Cisco released a security advisory addressing vulnerabilities in its Fabric Services component of Cisco FXOS software, Cisco NX-OS software, and its Data Management Engine (DME). The networking and hardware company stated that it found eight vulnerabilities, in which six vulnerabilities are reported as high severity flaws.
According to the security advisory, the high-severity flaws affecting Cisco’s NX-OS software were tracked as CVE-2020-3397, CVE-2020-3398, CVE-2020-3338, CVE-2020-3415, CVE-2020-3517, and CVE-2020-3454. The two medium severity bugs impacting Cisco’s NX-OS software include CVE-2020-3397 and CVE-2020-3398. These flaws could allow an attacker to cause process crashes, which could result in a denial of service (DoS) condition on an affected device.

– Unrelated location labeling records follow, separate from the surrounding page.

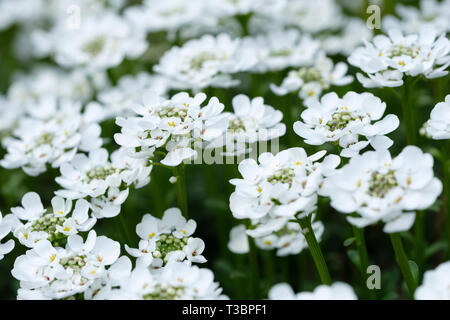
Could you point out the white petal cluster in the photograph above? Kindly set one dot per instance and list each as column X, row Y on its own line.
column 310, row 81
column 206, row 62
column 281, row 185
column 32, row 223
column 51, row 133
column 251, row 121
column 104, row 182
column 176, row 281
column 119, row 100
column 387, row 59
column 436, row 284
column 5, row 229
column 178, row 125
column 167, row 240
column 378, row 188
column 336, row 291
column 51, row 272
column 345, row 120
column 280, row 49
column 438, row 127
column 280, row 188
column 100, row 42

“The vulnerabilities are due to insufficient error handling when the affected software parses Cisco Fabric Services messages. An attacker could exploit these vulnerabilities by sending malicious Cisco Fabric Services messages to an affected device. A successful exploit could allow the attacker to cause a reload of an affected device, which could result in a DoS condition,” the advisory stated.
In addition to the eight vulnerabilities, Cisco also fixed a high severity flaw CVE-2020-3504 that impacted Cisco’s web services interface, Adaptive Security Appliance (ASA), and the Firepower Threat Defense (FTD) software. This vulnerability could have allowed an unauthenticated remote attacker to perform directory traversal attacks and steal sensitive data.
Counterfeit Cisco Switches
Recently, an investigation report from F-Secure revealed a pair of counterfeit network switches impersonating the Cisco network switches. The counterfeit devices, versions of the Cisco Catalyst 2960-X series switches, were designed to bypass authentication processes to system components. According to the investigation, the counterfeit devices did not have any backdoor functionalities, but had the ability to bypass security controls. The counterfeits were physically and operationally similar to an authentic Cisco switch. Threat actors either invested heavily in imitating Cisco’s original design or had access to proprietary engineering documentation to create fake copy, the report said.